Vinyl has its disadvantages as well
"All-analog" doesn't always happen: Many modern vinyl records are produced from digital masters, either recordings made natively in software such as Pro Tools or converted from tape before being sent along for mass production. When I visited Gonsalves, he was working on My Brightest Diamond's new album — from his computer. But analog-to-digital conversion (and vice versa) has come along quite a bit since the birth of the CD, and Gonsalves says he asks for high-definition, 24-bit files to master from if digital's the option.
Still, as artists and labels hop on the vinyl trend, some new vinyl releases may be mastered from CD-quality audio, not the high-resolution formats audiophiles and folks like Neil Young adore. Is a CD-quality album going to sound more accurate on vinyl than a CD? Nope. But it will sound more vinyl-y, if that's your preference.
"There's basically nothing you can do to make an hour-long album on one record sound good," Gonsalves said. Vinyl's capable of a lot, but only if the grooves are wide enough for the needle to track them properly. A longer album means skinnier grooves, a quieter sound and more noise.
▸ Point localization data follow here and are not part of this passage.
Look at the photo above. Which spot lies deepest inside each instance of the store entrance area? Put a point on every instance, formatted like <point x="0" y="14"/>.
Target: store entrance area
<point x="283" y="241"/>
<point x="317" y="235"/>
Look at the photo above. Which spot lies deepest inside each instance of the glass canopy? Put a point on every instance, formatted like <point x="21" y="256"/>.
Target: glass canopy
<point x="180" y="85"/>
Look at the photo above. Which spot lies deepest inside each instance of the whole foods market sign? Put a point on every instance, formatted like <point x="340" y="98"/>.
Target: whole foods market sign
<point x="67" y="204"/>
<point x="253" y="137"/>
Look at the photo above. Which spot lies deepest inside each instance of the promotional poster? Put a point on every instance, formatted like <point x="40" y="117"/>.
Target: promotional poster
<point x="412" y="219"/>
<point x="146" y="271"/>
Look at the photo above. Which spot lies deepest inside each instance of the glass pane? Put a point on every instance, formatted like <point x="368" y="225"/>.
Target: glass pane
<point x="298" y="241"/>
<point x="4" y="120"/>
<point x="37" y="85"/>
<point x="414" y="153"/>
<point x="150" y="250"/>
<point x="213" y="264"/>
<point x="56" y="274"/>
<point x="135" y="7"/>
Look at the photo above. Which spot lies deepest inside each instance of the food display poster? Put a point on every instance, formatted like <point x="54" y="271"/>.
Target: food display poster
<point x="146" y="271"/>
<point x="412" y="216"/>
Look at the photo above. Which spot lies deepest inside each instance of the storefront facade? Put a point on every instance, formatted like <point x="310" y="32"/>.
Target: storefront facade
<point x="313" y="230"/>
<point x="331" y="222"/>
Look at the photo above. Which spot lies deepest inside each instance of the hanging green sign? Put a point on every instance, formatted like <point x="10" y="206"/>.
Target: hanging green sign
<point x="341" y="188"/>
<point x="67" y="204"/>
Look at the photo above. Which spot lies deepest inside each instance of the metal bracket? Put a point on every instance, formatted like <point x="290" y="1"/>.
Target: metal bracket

Likewise, the ear-rattling sounds of dubstep weren't really meant for your turntable. "If you had taken Skrillex into Motown Studios, they would've said, 'It's uncuttable!'" Gonsalves said, thanks to the strain the high-energy music would put on the needle's journey.
Vinyl can struggle with highs and lows: High-pitched frequencies (drum cymbals, hi-hats) and sibilance (think "s" sounds) can cause the ugly crackle of distortion, while deep bass panned between the left and right channels can knock around the needle. "It should basically be in mono," Gonsalves said. Otherwise, "that's a hard path for a needle to trace."
The beginning of an album side sounds better than the end: As the album's circumference shrinks toward the middle, the needle speed changes and it can't follow every millimeter of the groove. If the song that closes side A or B is a complicated one — say, one with a busy harmonica solo — it may well sound less than hi-fi. That's why those double-LPs are worth the extra flipping.
Surface noise: "The warm sound of the vinyl, that's a form of noise that you get from dealing with the lacquer material and having it go through this manufacturing process," Gonsalves said. The vinyl format can generate other issues: crackles and pops, records that skip and the whine of a needle against the LP, all problems that the CD advertised itself on solving decades ago. But for many, these sounds are just part of the vinyl experience, adding to the charm of a format that takes some extra effort — and often rewards it.
I prefer CD, mostly for 90's Techno / Trance. If I play that on a record player on my preferred volume, the needle would end up next to the turn table :) Fun fact, most of the CDs I enjoy are recordings of mixing from records, pops and crackles all captured during the more quieter parts. CD is the best record player!